Editor and Publisher: New York Times vs. Dick Cheney, Round 3
EditorandPublisher.com - "The NY Times" versus Dick Cheney, Round 3
The New York Times > Opinion > Show Us the Proof
First of all, I can't really imagine NEEDING much more than the circular reasoning fallacy of President Bush's PRIMO quote after the 9/11 Commission issued its finding that there was no evidence of a "collaborative relationship" between Iraq and Al Qaeda in the terrorist attack that day: (anything this richly wonderful bears repeating)
"The reason I keep insisting that there was a relationship between Iraq and Saddam and Al Qaeda" is "because there was a relationship between Iraq and Al Qaeda."
This one really ought to go into the rhetoric and freshman comp textbooks alongside Nixon's "Checkers speech" in the logical fallacies chapter. It is better than any of the examples of circular reasoning that are usually listed in the textbooks.
The reason? The textbooks actually have to work hard to find an example of circular reasoning that sounds credible enough that a person would actually use it in an argument. Not that Bush's statement is credible, more like incredible, the idea that a person would say such a thing and wonder why audiences didn't fall all over themselves being persuaded by his massive reasoning prowess.
Anyway, E&P is having some fun with this. I had to pull a few juicy bits from their reports of Cheney going to bat for his boss's ridiculous reasoning.
Here you go:
But what must have really gotten the Vice President's goat was a Times editorial the same day. Noting the lack of evidence for an Al Qaeda/Iraq/September 11 link, it called on President Bush to "apologize to the American people, who were led to believe something different." It labeled as "plainly dishonest" the President's effort "to link his war of choice with the battle against terrorists worldwide."Then the editorial chastised Cheney for "continuing to declare" a likely Saddam/bin Laden connection.
Well, Cheney wasn't going to take that hunkering down. The following day, appearing on TV, he called the Times coverage of the commission's findings "outrageous," sometimes "malicious." He said the "vaunted" newspaper did "a lot of outrageous things." (He probably was not referring to the paper's pre-war promotion of the Saddam/WMD link, which proved useful for his administration.) He continued to call evidence of the Iraq connection to Al Qaeda before the war "overwhelming."

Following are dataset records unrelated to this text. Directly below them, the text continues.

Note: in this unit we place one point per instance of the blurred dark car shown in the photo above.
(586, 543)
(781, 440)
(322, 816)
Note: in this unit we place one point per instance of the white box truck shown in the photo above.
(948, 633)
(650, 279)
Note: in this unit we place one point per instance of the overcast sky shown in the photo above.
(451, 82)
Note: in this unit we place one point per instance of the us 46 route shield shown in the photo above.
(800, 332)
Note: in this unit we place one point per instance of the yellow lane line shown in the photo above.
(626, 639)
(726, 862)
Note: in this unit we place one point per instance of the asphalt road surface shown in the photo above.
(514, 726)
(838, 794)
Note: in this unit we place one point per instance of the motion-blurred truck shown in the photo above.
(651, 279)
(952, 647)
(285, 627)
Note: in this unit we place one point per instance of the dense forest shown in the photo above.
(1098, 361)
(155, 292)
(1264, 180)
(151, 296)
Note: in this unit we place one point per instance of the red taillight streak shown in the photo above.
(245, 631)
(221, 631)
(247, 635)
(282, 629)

Cheney also claimed "We still don't know" if Iraq had anything to do with the 9/11 attacks. For example, he said, the long-cited claim that chief hijacker Mohamed Atta met an Iraqi intelligence official in Prague in 2001 has "never been refuted." This seemed odd to some observers, since the commission staff had just declared that meeting could not have taken place, citing phone records and other evidence that Atta was in Florida at the same time he was said to be in Czechoslovakia.
[...]
The Times editorial, titled "Show Us the Proof," said it was "surprised by the depth and ferocity of the administration's capacity for denial." It observed that what Cheney called "longstanding ties" between Saddam and bin Laden so far amount amounted "to one confirmed meeting, after which the Iraq government did not help Al Qaeda. By those standards, the United States has longstanding ties to North Korea." Cheney, as usual, the newspaper said, "is not prepared to offer any evidence beyond the flimsy-to-nonexistent arguments he has used in the past."
You know the world is getting to be a VERY odd place when asking for proof of an argumentative claim is seen as a radical political act.
Postmodernists say we are all done with the Enlightenment and Enlightenment thinking.
The Enlightenment may have limited world views to anal and strict scientific rationalism that doesn't really hold up in the long run, but it is very peculiar how those these days who hold the most tightly to Enlightenment philosophies of authority and certainty have such a loose relationship with ideas of logic, proof, and even, with the Bush administration, the scientific method.
(could that be one of those examples of "postmodern irony"?)